To solve the equation 0.5(m + 4) = 3(m - 1), follow these steps:
Step 1: Distribute the 0.5 and 3 coefficients to the terms inside the parentheses:
0.5m + 2 = 3m - 3
Step 2: Combine like terms on each side of the equation:
0.5m - 3m = -3 - 2
-2.5m = -5
Step 3: Divide both sides of the equation by -2.5 to isolate the variable m:
m = (-5) / (-2.5)
Step 4: Simplify the expression on the right-hand side:
m = 2
Therefore, the solution to the equation 0.5(m + 4) = 3(m - 1) is m = 2.
To solve the given equation 0.5(m + 4) = 3(m – 1), we will distribute the 0.5 and 3 to simplify the equation. Let's follow these steps:
Step 1: Distribute 0.5 to (m + 4):
0.5(m + 4) = 0.5m + 0.5(4) = 0.5m + 2
Step 2: Distribute 3 to (m - 1):
3(m - 1) = 3m - 3
Now our equation becomes: 0.5m + 2 = 3m - 3
Step 3: Bring similar terms together:
To solve for m, we need to get all the "m" terms on one side and all the constant terms on the other side.

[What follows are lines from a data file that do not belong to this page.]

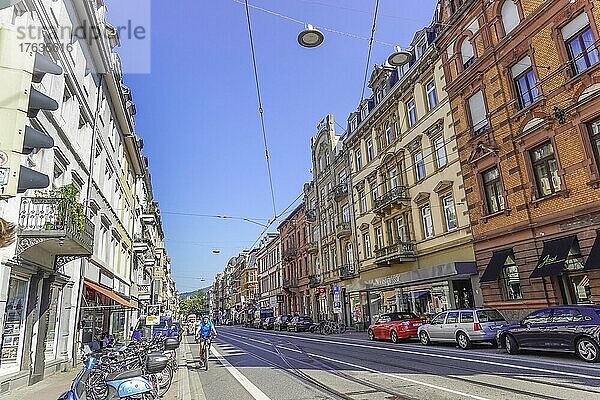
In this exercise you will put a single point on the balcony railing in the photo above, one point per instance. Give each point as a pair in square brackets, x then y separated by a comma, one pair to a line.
[340, 191]
[290, 283]
[395, 254]
[347, 271]
[396, 197]
[51, 224]
[289, 253]
[343, 229]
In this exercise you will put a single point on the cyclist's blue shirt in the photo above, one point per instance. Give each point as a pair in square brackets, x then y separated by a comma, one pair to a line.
[205, 330]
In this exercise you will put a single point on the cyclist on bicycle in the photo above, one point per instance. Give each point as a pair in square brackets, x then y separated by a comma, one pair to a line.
[205, 329]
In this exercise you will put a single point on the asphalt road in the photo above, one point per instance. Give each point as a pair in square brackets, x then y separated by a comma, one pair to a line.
[266, 365]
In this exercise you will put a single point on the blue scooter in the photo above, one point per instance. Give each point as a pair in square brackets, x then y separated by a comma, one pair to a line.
[119, 385]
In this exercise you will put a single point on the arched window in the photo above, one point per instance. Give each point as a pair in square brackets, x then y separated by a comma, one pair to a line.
[510, 16]
[467, 53]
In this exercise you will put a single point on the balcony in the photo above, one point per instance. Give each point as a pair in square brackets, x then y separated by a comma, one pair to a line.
[290, 283]
[343, 229]
[289, 253]
[398, 197]
[314, 281]
[347, 271]
[340, 191]
[55, 227]
[310, 215]
[395, 254]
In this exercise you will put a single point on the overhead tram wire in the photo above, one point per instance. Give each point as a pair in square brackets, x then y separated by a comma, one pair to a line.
[260, 109]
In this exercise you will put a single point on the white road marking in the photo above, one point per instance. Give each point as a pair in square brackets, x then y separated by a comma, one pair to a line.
[255, 392]
[455, 358]
[394, 376]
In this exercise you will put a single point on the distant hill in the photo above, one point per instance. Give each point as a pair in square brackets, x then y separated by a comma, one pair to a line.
[189, 294]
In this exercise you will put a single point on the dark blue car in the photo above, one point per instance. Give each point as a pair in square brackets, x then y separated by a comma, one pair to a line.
[568, 328]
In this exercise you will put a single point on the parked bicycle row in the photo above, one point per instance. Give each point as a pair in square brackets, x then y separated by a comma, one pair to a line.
[142, 369]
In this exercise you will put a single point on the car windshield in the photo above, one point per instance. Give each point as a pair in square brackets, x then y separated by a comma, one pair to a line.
[402, 316]
[489, 316]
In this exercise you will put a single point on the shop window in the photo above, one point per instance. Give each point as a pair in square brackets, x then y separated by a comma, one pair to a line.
[439, 146]
[511, 282]
[411, 109]
[449, 213]
[431, 94]
[468, 53]
[427, 222]
[419, 166]
[545, 169]
[492, 186]
[14, 323]
[580, 43]
[478, 113]
[594, 129]
[510, 16]
[525, 82]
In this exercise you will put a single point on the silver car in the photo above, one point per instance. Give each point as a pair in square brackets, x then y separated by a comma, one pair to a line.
[463, 327]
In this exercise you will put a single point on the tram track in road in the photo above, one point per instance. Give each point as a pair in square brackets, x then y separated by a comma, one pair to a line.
[307, 378]
[530, 393]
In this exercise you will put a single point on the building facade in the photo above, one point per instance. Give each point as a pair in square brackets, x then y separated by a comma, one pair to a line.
[522, 77]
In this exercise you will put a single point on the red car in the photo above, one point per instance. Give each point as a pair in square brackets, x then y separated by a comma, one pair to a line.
[395, 326]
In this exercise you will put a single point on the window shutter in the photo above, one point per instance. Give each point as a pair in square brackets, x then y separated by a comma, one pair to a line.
[580, 22]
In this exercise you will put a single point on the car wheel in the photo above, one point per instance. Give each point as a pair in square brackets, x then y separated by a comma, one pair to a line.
[424, 338]
[588, 350]
[463, 341]
[512, 347]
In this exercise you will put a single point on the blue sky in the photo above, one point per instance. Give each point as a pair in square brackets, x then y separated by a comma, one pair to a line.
[197, 110]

Subtract 0.5m from both sides:
0.5m + 2 - 0.5m = 3m - 3 - 0.5m
2 = 2.5m - 3
Add 3 to both sides:
2 + 3 = 2.5m - 3 + 3
5 = 2.5m
Step 4: Isolate m:
Divide both sides by 2.5:
5/2.5 = (2.5m)/2.5
2 = m
So the solution to the equation 0.5(m + 4) = 3(m - 1) is m = 2.